We watched a couple races — Loki and I had a bet on a horse that tied for last — and then they started handing out trophies.
To their extreme delight, Chris and Todd from Tony Chachere’s had placed third amongst the rookies, and they’d aced a check that morning, thereby completing all three tasks they’d set for themselves: they’d wanted to place in the top three, ace at least one check, and beat the GTO, which had returned for Sunday’s rallying, although with no chance at all to place, their egos more than a little bruised. Then they got to the overall winners.
“Car 58. Can we get the team from Car 58 up here,” the organizer said.
Car 58 was my dad and I. We’d placed 10th. We’d actually placed! In any other race, I’d have been disappointed, but to make the top ten with a car that wouldn’t behave, I was very happy. Then we got our scores — we’d had a seven-second day! And two aces! On the last check, which had been preceded by the Debacle of the SUVs, we’d gotten three seconds. I was amazed.

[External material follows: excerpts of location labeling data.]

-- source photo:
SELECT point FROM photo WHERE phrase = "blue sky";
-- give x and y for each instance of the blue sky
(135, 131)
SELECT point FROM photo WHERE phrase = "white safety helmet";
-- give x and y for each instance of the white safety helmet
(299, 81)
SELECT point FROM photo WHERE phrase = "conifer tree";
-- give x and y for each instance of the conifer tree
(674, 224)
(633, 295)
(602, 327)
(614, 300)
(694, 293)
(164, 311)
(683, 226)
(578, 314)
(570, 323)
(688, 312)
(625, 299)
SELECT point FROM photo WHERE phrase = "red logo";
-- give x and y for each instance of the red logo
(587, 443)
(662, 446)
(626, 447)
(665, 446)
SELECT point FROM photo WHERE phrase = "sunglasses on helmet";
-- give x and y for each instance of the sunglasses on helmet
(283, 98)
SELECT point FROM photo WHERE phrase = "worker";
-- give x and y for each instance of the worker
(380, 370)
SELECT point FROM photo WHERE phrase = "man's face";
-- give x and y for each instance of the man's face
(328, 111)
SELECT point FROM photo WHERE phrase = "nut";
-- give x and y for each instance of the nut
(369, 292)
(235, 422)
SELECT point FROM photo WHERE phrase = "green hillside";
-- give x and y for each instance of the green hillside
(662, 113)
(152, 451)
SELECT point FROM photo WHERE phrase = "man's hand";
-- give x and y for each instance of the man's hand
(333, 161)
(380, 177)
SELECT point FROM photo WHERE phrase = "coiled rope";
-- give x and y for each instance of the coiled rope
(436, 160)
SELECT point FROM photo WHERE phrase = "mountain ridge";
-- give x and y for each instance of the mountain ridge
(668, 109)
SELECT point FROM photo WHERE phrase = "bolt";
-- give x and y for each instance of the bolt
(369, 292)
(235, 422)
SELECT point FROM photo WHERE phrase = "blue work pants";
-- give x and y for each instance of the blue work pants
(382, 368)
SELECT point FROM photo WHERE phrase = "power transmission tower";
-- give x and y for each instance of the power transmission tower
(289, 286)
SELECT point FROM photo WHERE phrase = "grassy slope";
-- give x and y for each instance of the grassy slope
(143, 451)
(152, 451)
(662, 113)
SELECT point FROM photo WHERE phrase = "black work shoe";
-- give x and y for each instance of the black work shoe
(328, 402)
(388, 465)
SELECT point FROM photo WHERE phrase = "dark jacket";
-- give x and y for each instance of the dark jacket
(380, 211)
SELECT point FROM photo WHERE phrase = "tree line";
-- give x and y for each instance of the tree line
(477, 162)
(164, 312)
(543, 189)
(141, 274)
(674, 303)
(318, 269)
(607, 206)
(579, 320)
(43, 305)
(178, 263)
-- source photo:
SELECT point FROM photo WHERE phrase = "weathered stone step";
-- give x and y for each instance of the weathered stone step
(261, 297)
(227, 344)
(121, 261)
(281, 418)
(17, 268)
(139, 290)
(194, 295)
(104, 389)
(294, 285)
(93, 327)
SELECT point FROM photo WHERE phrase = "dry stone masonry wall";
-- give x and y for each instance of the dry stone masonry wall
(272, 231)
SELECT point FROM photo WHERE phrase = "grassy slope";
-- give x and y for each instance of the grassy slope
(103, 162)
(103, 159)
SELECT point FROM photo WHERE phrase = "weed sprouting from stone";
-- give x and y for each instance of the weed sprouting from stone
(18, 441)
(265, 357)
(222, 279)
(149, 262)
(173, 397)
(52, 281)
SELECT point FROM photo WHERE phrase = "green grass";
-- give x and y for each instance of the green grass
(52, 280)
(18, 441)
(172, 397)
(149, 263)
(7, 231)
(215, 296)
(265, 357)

Sadly, my uncle and cousin hadn’t placed at all, but that fate was sealed when the truck ran out of gas. My uncle, though, like my dad, had been happy to spend the weekend doing something he loves with his daughter — and this was her first rally.
The winning team was, happily, not the kid I loathe, but a 2005 Mini-Cooper, astonishingly. Their score, 40-some seconds, was raw — no age-factor to help them. It was the first time I’d seen a modern car place that high.
After that, I drove back to the hotel with my dad, we loaded up both cars and they headed out. One more lovely memory of a weekend with my dad to add to my store of them.
including some short videos are here.
*Acceleration is hugely important: every serious racer has a precise performance chart, built with hours of testing, detailing to a tenth of a second the exact time gained and lost in accelerating, decelerating and turning. With these charts, you can determine for how long you must pause at, for example, a 15-second stop (it’s never 15 seconds, to account for deceleration from the previous speed and acceleration to the next target speed) — see what I mean about precision and math?
** Your “factor” is what your score is multiplied by, and it’s based on the age of your car, with older cars getting lower factors. Our factor is 0.850 — the 1916 Hudson has a factor of 0.660, meaning that their scores are cut by a whopping third. Cars newer than 1950 have a factor of 1, and their scores are effectively raw times.